With pork processing capacity currently down 28% due to COVID-19 challenges, should we be shipping so much U.S. pork beyond our borders? Neil Dierks, CEO of the National Pork Producers Council, says it's a question people may be soon be asking, if they are not already, but the answer is not so black-and-white.
"A lot of people just look for simple answers and they don't realize the fact that our export business has been built on finding value for products that typically Americans don't value, particularly those kinds of things we call variety meats — organ meats, snouts or pigs feet, things in this order," Dierks said Tuesday during National Pork Board's "COVID-19 Webinar — Supply Chain Operations Update and Composting Resource." "There's a lot of material in our export numbers that are included that are delicacies in other parts of the world."
However, there are some countries that do have similar pork preferences as American consumers, and Dierks says in some instances, export customers have also been getting their orders shorted.
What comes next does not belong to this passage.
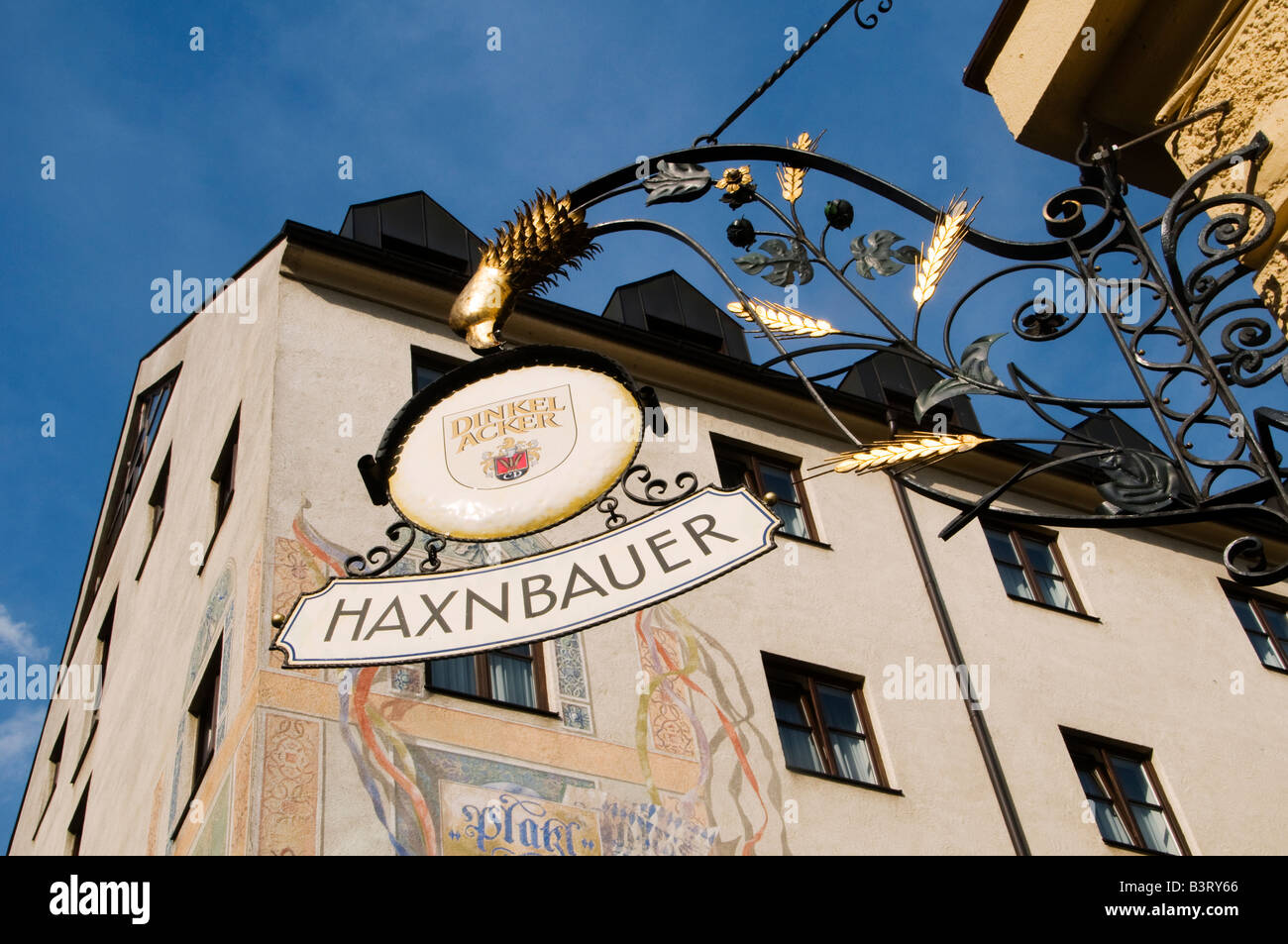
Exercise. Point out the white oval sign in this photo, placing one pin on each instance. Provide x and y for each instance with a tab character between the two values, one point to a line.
515	452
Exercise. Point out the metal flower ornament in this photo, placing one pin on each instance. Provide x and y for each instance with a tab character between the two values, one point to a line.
1181	352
"The important thing to recognize, in this kind of event, is that it can determine how whether or not you're viewed as a reliable supplier?" Dierks says "It's important that we avoid any kind of broad brush let's stop exports, and allow the marketplace to work as well as allow us access to those customers that see value in products Americans don't see value in."
According to Steve Meyer, Kerns and Associates, U.S. pork exports have been running between 37,000 and 45,000 metric tons per week.
"I don't think those are going to back off because China still needs product. If you look, China is accounting for a large portion of this," Meyer says. "Right now, hams are extremely low price and we think they will probably help our exports to Mexico. While every other cut has gone up, hams have really lagged."
Meyer expects the discussion on export markets to come up more on Capitol Hill, if indemnities are paid, and cautions this thinking, citing the lessons learned from the Jimmy Carter administration's grain embargo in January 1980 in response to the Soviet Union's invasion of Afghanistan in 1979.
"We know it's short-run situation at home, but have worked for many, many years to develop these export relationships," Meyer says. "We will get back to production that will support both sides. We need to let the market dictate what happens in the short run and leave that alone."